Architecture Diagram

graph TD
    subgraph Observability
        Prometheus[Prometheus]
        Grafana[Grafana]
    end

    subgraph Data_Layer [Data Layer]
        DB[(PostgreSQL)]
        Mongo[(MongoDB)]
        Redis[(Redis)]
    end

    subgraph Workflow_Orchestration [Workflow & Orchestration]
        AirflowWeb[Airflow Webserver]
        AirflowSched[Airflow Scheduler]
    end

    subgraph Service_ML_Layer [Service & ML Layer]
        API[API Service]
        ML[ML Service]
        MLFlow[MLFlow Tracking]
        Seeder[Seeder]
        UI[React UI Dashboard]
    end

    UI --> API

    API --> DB
    API --> Mongo
    Seeder --> DB
    Seeder --> Mongo

    AirflowWeb --> DB
    AirflowSched --> DB
    AirflowSched --> Redis

    ML --> MLFlow

    Grafana --> Prometheus

System Components

1. Data Ingestion Layer (The Source)

  • Relational Storage (SQL): PostgreSQL 15+ storing transactional shipment data (IDs, Customer info, Status, timestamps).
  • Non-Relational Storage (NoSQL): MongoDB storing high-frequency vehicle telemetry (GPS coordinates, engine sensors, fuel levels).

2. Orchestration & Engineering Layer (The Brain)

  • Workflow Engine: Apache Airflow.
  • Core Responsibilities:
    • Monitor database health sensors.
    • Trigger periodic PySpark jobs for data cleaning.
    • Handle retry logic for failed extraction tasks.

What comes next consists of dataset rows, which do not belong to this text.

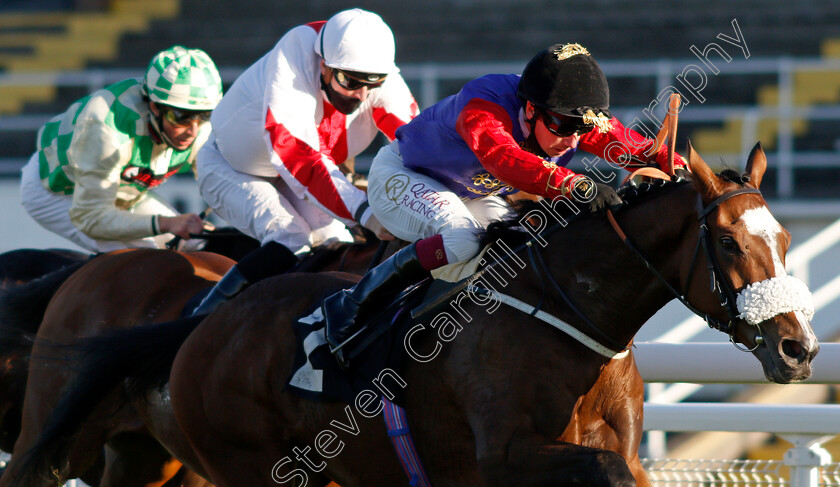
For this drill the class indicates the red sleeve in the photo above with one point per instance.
(487, 129)
(306, 166)
(621, 141)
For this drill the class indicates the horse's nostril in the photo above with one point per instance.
(793, 349)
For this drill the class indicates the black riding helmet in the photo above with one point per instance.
(565, 79)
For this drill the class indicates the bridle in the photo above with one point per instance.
(718, 284)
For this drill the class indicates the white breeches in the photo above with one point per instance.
(52, 211)
(414, 206)
(264, 208)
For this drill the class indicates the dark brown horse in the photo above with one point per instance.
(495, 396)
(157, 284)
(21, 310)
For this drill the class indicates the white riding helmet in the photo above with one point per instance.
(357, 40)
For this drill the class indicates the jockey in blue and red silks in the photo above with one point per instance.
(441, 182)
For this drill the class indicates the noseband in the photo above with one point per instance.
(718, 284)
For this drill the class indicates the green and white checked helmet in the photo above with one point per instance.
(183, 78)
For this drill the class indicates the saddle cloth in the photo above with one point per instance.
(316, 374)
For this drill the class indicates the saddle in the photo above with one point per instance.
(316, 374)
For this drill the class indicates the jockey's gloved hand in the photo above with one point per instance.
(681, 174)
(593, 197)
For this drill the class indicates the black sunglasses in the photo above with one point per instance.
(564, 126)
(355, 81)
(181, 118)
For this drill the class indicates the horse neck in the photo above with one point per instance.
(608, 282)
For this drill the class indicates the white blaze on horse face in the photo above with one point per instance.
(760, 222)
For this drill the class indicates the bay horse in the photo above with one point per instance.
(494, 395)
(21, 310)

3. Service & ML Layer (The Interface)

  • Unified Extraction API: FastAPI service to retrieve "Unified Shipment State".
  • ML Training Service: FastAPI endpoint to trigger training of a Predictive ETA model.
  • Experiment Tracking: MLflow integration to log model versions and accuracy metrics.

4. Observability & UI Layer (The Monitor)

  • Metrics: Prometheus scraping API and DB performance.
  • Visualization: Grafana dashboards for system health.

Infrastructure

The entire stack is containerized using Docker and Docker Compose, connected via an isolated internal bridge network for data services, with exposed gateways for the API/UI.